If you are a small business owner you may have discovered, as so many business owners do, that the quest for operating capital is a never-ending one.
There are several ways to acquire money for necessary purchases, for expansion, or just for an emergency bailout, and one of the most common ways is to take out a loan.
Finding the best loan for your needs can be a task in and of itself. Researching your options is an absolute must, and a good loan-comparison site such as this can help you weed out the bad players in the industry and land one that works for you.
Before taking out any kind of loan, you need to have objective information about the lender – not just the interest rates (and other fees) and terms, but also the experiences of other customers who have used that lender.
There are many factors besides interest rate to consider when you are contemplating borrowing money.
But perhaps you are mulling over a more fundamental question that has to do with the type of loan.
Maybe you are wondering if you can, or should, use a personal loan rather than a business loan for your company.
The answer to this question is dependent upon many variables, including the size and age of your firm, your goals for the business, and where you live.
Laws and regulations may vary by country and by region, state or province. But here are a few points to consider.
A personal loan might work…
Most of us can remember a time, not that long ago, when getting extra cash for your business involved little more than giving your favorite loan officer a call, then showing up at the bank in a day or two to sign the papers.
Unfortunately, that all changed with the 2008 financial crisis. The banks got pretty badly burned, even if it was their own doing, and started looking very carefully at loan applications and the applicants themselves.
What once took a phone call and 48 hours suddenly involved a deep search into prospective borrowers’ business and personal finances, and actually getting the needed cash could take weeks.
And for small businesses, even that process usually turned into an exercise in frustration. Small business owners needed an alternative source for working capital, and many have turned to personal loans to fill the void.
For the small business owner – particularly the owner of a new business – whose cash requirements are relatively modest, and whose credit score is good, a personal loan might be exactly what is needed.
Smaller businesses typically lack the assets required to secure a business loan, but personal loans focus upon the borrower’s creditworthiness and personal financials, rather than his or her tangible assets.
In addition, the justification requirements for taking out a personal loan are inherently less stringent than the requirements for taking out a business loan.
And finally, the time it takes to review the application and disburse the cash is typically less than for a business loan.
If you need the cash in a hurry, a personal loan offers a distinct advantage.
…and then again, a personal loan might not be the answer.
Especially in the case of a small start-up business, it is easy to see how using personal credit to get going would be tempting to the owner, but there are a few things that warrant serious consideration before leveraging your personal credit to benefit your business.
For one thing, even if you can get the personal loans you need, doing so won’t serve to build your business’ creditworthiness.
As the business grows and your credit requirements grow along with it, you could find yourself with a great credit score, but you could also find your business with a modest or even nonexistent credit history, rendering the business incapable of growing as you would like.
In a worst-case scenario, wherein the business has to either grow or wither, you could see it moving toward the latter alternative.

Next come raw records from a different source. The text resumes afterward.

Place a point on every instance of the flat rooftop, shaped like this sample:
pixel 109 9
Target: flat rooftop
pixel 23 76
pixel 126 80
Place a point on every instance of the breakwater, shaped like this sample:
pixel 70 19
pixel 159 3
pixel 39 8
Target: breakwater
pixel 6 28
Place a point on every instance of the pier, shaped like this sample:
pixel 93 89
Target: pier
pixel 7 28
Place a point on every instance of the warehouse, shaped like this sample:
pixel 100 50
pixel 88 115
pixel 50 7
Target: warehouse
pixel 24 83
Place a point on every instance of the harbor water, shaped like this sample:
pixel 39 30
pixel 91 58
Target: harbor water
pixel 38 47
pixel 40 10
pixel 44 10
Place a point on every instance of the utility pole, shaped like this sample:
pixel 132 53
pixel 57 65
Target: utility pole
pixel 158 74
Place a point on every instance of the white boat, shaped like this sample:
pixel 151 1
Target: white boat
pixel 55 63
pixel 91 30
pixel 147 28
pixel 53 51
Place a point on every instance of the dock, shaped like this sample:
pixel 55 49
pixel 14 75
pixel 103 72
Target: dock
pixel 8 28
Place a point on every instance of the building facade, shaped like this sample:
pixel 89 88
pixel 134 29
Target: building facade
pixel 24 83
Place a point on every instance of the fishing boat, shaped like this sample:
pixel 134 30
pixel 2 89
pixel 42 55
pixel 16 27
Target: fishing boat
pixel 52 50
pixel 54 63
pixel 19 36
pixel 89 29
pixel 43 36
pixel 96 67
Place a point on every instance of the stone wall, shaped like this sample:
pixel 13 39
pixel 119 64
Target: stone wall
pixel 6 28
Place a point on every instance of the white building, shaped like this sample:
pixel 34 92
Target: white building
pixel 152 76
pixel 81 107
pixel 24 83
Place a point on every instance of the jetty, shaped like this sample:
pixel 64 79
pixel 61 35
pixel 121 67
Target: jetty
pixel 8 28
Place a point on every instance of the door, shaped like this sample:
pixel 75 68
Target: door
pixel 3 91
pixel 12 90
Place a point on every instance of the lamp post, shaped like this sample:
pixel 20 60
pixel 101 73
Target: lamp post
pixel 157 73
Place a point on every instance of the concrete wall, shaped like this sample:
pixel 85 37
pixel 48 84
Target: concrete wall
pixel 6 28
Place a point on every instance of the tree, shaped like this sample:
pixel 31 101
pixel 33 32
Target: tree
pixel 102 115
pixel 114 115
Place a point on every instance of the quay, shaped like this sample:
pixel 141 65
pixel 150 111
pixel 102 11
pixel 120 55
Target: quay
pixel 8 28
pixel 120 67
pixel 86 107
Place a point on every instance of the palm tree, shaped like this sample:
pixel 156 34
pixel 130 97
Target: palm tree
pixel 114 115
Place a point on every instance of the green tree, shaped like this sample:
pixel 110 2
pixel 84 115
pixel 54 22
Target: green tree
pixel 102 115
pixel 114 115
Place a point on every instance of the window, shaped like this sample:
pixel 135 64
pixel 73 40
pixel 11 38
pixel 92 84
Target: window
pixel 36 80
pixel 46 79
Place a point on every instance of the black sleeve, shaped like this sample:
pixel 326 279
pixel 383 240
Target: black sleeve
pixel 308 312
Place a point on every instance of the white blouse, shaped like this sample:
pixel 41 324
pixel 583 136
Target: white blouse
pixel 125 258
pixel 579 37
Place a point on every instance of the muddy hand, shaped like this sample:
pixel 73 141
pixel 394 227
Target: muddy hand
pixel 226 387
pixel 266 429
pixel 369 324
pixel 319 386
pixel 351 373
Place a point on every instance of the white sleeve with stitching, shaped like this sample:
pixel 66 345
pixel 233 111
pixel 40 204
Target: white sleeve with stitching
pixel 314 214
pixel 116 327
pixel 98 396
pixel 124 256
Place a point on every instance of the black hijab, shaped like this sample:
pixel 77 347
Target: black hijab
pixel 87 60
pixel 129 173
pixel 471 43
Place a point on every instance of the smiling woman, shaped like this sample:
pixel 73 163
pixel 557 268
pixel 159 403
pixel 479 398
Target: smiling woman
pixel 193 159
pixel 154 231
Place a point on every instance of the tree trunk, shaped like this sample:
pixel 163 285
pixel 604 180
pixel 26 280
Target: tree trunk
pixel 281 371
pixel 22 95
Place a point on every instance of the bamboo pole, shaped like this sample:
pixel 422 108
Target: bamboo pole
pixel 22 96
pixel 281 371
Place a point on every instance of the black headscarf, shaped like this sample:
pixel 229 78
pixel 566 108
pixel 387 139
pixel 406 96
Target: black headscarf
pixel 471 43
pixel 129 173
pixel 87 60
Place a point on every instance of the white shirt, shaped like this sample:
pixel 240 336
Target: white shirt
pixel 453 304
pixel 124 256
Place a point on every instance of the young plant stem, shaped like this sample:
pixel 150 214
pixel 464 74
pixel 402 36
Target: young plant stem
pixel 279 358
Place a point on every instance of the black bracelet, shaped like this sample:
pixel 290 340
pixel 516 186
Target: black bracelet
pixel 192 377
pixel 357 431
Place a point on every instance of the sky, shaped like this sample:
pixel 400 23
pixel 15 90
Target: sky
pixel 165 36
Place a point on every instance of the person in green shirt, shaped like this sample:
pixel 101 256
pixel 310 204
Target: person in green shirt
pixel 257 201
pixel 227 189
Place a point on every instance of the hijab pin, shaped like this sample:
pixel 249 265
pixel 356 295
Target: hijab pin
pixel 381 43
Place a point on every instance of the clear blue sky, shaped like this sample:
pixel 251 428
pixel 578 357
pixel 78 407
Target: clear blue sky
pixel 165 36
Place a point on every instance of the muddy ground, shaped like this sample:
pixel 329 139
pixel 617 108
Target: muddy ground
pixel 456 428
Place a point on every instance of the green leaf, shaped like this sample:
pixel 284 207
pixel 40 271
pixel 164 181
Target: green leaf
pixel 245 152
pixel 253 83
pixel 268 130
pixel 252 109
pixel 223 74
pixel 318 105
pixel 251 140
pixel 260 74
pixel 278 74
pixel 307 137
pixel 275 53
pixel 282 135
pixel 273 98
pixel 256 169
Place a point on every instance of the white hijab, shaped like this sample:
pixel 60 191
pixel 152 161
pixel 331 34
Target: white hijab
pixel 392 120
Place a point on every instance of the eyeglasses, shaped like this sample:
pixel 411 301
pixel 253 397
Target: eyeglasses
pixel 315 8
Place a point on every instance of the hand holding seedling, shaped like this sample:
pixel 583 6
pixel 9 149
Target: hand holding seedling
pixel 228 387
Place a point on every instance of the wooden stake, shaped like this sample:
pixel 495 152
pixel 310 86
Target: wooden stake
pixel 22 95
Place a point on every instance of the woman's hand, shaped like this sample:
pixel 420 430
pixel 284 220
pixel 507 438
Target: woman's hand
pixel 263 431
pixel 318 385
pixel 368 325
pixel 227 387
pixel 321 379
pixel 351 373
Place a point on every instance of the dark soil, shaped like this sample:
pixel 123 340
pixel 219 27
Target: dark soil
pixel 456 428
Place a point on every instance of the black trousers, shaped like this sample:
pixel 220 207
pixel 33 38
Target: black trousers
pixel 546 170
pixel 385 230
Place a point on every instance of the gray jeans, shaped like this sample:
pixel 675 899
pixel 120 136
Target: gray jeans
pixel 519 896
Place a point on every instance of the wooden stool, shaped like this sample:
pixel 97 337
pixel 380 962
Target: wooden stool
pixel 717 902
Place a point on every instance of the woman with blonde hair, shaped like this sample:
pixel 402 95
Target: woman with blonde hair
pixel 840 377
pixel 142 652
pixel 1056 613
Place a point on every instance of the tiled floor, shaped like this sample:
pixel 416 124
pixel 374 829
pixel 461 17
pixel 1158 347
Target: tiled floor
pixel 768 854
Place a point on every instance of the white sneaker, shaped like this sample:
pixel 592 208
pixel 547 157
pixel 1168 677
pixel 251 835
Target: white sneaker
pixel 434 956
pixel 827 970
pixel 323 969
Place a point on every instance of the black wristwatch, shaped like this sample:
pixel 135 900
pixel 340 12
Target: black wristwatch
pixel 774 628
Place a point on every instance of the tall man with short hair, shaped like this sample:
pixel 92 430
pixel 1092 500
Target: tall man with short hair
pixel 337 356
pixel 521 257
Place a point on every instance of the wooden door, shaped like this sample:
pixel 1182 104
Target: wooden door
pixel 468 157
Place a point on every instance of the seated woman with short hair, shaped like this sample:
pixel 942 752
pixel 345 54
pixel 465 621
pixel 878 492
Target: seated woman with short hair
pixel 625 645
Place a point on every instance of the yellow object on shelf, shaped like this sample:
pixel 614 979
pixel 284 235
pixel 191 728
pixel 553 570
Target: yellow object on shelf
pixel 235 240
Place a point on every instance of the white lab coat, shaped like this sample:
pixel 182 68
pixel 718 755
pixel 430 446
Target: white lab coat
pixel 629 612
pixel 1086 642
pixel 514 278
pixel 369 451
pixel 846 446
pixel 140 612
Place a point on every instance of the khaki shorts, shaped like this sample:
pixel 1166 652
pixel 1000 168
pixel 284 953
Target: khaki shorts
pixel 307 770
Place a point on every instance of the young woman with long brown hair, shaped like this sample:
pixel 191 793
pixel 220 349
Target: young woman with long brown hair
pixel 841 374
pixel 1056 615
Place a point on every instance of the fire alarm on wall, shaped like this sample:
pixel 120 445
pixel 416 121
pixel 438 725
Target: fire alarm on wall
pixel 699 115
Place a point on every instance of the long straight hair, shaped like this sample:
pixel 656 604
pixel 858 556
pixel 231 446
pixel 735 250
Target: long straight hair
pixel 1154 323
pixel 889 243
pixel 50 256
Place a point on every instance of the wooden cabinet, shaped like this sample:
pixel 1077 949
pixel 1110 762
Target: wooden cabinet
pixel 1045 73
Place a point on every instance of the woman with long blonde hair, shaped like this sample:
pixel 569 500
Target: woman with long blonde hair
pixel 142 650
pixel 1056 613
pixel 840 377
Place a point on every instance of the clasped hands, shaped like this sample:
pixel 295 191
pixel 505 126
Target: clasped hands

In addition, you may find that as you rely upon personal loans more frequently, your personal credit score actually begins to fall. The lack of clear distinction between your business and personal finances can also cause your personal credit score to be lowered.
If you have been using your personal credit extensively to fund your business, your personal finances could appear to your bankers to be less-than-ideally managed, perhaps carrying a debt burden that, while not exorbitant for a business, would appear excessive for an individual.
At the very least, you need to look beyond your business’ immediate needs, and ensure that the methods you use to meet those needs don’t impair the business’ ability to function, thrive, and grow in the future.
Again, keep in mind that “your mileage may vary,” as the saying goes, depending upon where you live. Be aware of national and local laws affecting you and your business, and never make a major financial decision for your company without consulting with a qualified advisor.